Professor Jaeyoung Lee's research team develops catalyst to convert carbon dioxide into ethanol
□ Professor Jaeyoung Lee of the School of Earth Science and Environmental Engineering at the Gwangju Institute of Science and Technology (GIST, President Seung Hyeon Moon) has developed a copper oxide-silver catalyst for the conversion of carbon dioxide into high-value fuel ethanol.
□ CCS * technology for capturing and storing carbon dioxide emitted from industrial processes has been studied, but the stored carbon dioxide is not completely decomposed or removed. Recently, CCU ** (CO2 capture and recycling), a technology for recycling carbon dioxide as a resource, has received attention.
* Carbon Capture and Sequestration (CCS): captures carbon dioxide emitted from a power plants, steel mills, etc.
** Carbon Capture and Utilization (CCU): A technology that does not capture and store carbon dioxide but recycles it into high value-added materials. This is expected to overcome the problems and limitations of CCS.
∘ In the CCU technology, the most urgent problem to overcome when converting carbon dioxide into an organic compound through electrochemical conversion is to increase the Faraday efficiency *** and to increase the selectivity of the reaction so as to obtain the desired organic compound.
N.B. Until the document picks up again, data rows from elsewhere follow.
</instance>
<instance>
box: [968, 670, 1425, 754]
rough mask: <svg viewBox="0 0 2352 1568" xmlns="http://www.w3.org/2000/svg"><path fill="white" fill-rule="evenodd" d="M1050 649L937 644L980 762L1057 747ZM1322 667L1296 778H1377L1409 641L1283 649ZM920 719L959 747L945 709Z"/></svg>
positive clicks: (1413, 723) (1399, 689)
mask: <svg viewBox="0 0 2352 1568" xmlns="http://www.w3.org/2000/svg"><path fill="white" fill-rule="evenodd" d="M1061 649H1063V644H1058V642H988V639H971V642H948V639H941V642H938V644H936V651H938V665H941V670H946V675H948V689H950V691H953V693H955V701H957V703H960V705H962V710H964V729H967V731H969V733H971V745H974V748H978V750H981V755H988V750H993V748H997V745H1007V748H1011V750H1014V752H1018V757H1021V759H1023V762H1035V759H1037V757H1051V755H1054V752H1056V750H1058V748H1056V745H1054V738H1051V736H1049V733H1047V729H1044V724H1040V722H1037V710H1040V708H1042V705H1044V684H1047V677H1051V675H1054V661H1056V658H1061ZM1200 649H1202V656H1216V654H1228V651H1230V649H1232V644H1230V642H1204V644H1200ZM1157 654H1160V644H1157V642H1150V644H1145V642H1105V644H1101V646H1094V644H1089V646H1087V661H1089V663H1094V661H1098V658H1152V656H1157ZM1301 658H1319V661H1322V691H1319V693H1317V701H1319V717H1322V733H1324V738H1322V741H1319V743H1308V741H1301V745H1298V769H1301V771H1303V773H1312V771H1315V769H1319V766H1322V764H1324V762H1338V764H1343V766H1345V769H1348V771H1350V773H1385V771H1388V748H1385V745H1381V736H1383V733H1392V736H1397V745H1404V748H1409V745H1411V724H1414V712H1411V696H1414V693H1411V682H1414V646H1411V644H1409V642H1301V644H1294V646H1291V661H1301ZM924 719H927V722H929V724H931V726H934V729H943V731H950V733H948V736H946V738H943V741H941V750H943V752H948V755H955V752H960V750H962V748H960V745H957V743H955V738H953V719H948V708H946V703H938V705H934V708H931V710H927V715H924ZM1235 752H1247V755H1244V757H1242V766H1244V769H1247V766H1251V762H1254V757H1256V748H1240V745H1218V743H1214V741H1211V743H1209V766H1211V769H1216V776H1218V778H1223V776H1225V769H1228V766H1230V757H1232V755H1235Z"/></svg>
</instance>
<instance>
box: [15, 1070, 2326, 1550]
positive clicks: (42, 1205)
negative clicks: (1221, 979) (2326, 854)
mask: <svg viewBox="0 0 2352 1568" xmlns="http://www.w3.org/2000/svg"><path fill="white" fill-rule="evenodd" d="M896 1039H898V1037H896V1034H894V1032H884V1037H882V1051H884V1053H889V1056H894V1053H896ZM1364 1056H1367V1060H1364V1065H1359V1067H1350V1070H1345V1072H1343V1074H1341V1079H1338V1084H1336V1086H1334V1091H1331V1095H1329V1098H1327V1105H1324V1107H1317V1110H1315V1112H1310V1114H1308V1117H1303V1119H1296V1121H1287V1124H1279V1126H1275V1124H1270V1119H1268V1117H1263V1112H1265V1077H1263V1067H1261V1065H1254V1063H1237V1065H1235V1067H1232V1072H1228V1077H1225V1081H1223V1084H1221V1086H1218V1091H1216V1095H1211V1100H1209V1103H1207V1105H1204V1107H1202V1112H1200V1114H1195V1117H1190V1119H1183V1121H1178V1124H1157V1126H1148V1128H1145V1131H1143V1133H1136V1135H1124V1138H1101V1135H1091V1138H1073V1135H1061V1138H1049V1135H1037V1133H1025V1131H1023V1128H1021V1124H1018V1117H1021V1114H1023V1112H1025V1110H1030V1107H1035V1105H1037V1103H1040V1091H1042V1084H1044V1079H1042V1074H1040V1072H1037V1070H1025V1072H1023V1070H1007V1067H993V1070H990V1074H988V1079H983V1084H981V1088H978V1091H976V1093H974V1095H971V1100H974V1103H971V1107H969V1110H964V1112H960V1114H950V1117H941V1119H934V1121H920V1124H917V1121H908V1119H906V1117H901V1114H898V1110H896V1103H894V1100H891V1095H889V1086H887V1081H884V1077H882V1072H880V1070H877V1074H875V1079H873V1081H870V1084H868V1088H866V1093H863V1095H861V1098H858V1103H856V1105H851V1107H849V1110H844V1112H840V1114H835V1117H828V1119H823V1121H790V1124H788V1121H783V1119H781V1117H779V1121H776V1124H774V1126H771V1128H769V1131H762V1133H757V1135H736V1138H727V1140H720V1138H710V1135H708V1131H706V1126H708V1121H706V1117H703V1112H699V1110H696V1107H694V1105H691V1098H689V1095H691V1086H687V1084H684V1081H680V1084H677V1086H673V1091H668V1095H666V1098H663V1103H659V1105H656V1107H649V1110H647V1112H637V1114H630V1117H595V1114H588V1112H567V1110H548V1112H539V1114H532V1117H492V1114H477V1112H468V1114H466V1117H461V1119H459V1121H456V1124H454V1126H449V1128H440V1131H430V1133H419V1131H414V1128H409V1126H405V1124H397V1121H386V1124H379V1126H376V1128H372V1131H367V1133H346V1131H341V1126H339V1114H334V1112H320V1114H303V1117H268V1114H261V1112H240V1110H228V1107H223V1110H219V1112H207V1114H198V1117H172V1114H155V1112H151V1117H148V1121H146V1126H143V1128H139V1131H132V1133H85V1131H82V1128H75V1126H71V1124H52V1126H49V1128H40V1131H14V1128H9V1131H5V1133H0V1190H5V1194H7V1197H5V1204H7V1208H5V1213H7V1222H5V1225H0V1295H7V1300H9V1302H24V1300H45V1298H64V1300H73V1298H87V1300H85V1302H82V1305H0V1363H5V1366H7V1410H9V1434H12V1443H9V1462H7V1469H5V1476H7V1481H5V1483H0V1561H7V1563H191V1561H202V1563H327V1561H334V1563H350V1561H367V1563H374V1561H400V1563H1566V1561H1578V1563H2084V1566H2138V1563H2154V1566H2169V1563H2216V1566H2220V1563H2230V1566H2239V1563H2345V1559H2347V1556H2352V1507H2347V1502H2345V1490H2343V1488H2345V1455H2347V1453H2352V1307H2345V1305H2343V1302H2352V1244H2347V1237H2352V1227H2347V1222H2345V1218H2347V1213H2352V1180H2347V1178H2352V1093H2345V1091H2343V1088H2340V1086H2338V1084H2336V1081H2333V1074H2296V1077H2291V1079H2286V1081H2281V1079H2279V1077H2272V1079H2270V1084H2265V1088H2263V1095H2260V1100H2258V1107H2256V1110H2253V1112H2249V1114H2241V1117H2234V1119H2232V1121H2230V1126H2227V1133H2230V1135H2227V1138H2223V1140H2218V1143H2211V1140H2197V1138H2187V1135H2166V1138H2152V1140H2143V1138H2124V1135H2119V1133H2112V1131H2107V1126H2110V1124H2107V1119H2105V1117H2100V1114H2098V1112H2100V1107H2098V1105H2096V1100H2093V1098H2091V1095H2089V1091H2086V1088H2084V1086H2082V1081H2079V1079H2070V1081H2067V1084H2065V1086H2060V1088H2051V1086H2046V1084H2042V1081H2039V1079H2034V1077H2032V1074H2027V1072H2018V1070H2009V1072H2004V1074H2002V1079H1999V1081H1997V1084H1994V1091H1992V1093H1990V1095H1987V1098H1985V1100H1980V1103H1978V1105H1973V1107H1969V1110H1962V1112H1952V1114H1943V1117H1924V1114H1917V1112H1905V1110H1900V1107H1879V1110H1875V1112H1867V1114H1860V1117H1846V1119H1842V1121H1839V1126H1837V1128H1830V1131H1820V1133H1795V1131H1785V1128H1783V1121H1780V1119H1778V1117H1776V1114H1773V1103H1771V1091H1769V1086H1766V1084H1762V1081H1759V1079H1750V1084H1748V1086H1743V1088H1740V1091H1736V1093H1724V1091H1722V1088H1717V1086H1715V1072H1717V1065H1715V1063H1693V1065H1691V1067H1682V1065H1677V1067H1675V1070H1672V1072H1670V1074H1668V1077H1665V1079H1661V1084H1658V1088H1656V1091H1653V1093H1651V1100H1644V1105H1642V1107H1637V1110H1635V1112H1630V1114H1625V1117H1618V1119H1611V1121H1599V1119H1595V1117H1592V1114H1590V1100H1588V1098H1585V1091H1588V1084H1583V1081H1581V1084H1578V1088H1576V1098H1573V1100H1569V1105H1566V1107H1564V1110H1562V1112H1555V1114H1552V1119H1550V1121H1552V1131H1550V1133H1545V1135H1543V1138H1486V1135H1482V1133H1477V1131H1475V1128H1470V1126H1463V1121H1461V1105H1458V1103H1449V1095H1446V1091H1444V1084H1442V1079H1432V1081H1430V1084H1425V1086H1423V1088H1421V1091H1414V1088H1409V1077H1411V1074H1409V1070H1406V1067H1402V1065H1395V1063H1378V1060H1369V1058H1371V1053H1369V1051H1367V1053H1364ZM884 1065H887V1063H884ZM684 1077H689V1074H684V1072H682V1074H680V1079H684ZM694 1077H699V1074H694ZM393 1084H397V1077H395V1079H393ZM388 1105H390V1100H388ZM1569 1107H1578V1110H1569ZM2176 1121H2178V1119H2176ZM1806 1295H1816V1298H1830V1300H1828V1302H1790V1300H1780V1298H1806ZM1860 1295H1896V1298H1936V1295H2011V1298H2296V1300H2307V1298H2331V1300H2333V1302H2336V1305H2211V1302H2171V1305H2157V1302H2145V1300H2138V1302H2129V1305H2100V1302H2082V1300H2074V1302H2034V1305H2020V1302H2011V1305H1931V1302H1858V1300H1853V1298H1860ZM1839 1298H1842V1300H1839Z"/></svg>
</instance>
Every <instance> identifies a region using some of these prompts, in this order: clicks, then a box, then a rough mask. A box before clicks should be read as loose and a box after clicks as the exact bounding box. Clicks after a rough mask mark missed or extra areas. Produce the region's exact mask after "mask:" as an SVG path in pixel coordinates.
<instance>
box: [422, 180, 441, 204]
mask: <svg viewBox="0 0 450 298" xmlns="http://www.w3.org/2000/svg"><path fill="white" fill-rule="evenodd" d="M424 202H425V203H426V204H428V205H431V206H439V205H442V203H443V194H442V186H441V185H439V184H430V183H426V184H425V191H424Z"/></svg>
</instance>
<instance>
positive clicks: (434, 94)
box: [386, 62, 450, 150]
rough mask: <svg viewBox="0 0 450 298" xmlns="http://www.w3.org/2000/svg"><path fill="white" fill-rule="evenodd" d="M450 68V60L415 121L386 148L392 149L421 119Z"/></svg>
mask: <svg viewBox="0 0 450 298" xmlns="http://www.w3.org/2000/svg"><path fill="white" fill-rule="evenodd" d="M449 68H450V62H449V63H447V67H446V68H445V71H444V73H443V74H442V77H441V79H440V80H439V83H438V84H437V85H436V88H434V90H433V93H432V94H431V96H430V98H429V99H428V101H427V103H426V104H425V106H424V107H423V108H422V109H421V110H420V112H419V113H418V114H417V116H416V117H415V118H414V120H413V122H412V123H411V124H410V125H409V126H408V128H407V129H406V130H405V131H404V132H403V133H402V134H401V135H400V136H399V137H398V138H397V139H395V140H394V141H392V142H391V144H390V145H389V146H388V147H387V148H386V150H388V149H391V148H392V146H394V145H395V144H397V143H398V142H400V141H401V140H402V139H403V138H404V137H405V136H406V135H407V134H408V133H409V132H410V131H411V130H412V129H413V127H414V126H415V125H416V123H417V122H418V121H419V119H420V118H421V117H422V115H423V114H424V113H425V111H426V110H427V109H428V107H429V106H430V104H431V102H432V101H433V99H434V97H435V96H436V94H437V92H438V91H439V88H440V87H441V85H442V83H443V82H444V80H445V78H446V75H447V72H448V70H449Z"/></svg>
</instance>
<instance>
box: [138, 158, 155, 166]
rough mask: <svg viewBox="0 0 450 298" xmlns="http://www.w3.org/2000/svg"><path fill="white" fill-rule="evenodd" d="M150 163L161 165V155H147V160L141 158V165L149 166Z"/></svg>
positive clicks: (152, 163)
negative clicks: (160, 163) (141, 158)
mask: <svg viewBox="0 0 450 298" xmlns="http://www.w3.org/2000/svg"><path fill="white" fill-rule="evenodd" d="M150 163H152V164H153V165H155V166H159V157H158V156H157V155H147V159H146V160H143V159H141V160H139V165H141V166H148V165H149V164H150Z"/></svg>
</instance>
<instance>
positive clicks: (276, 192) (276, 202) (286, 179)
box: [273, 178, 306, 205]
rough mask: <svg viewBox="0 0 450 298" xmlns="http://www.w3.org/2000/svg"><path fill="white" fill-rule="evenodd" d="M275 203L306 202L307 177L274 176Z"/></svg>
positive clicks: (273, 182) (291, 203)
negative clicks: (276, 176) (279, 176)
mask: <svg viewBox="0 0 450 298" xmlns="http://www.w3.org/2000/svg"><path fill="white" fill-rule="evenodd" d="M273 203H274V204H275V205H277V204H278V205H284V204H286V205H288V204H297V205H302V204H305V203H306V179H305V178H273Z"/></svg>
*** Faraday efficiency: The percentage of energy consumed in actual ethanol production.
□ The research team tried to electrochemically convert the carbon dioxide in the aqueous solution by using a simple electrochemical plating process **** to fabricate a silver oxide electrocatalyst containing silver on a nano-sized gas diffusion layer .
**** Electrochemical plating deposition method: A method of producing a uniform this film electrode by metal reduction (precipitation) reaction when electric energy of a conductive material is applied in an aqueous solution containing metal ions.
∘ Experimental results show that the oxidized copper-silver stripe electrode catalyst developed in this study showed Faraday efficiency of 34%, which is more than three times better than using a copper oxide electrode catalyst (10%).
□ Professor Jaeyoung Lee said, "If we can convert CO2 to 100% of ethanol, this can contribute to solving environmental problems as well as food and energy scarcity issues simultaneously. This can be achieved by recycling carbon dioxide as a fuel for future transportation, which I think it opens up new possibilities."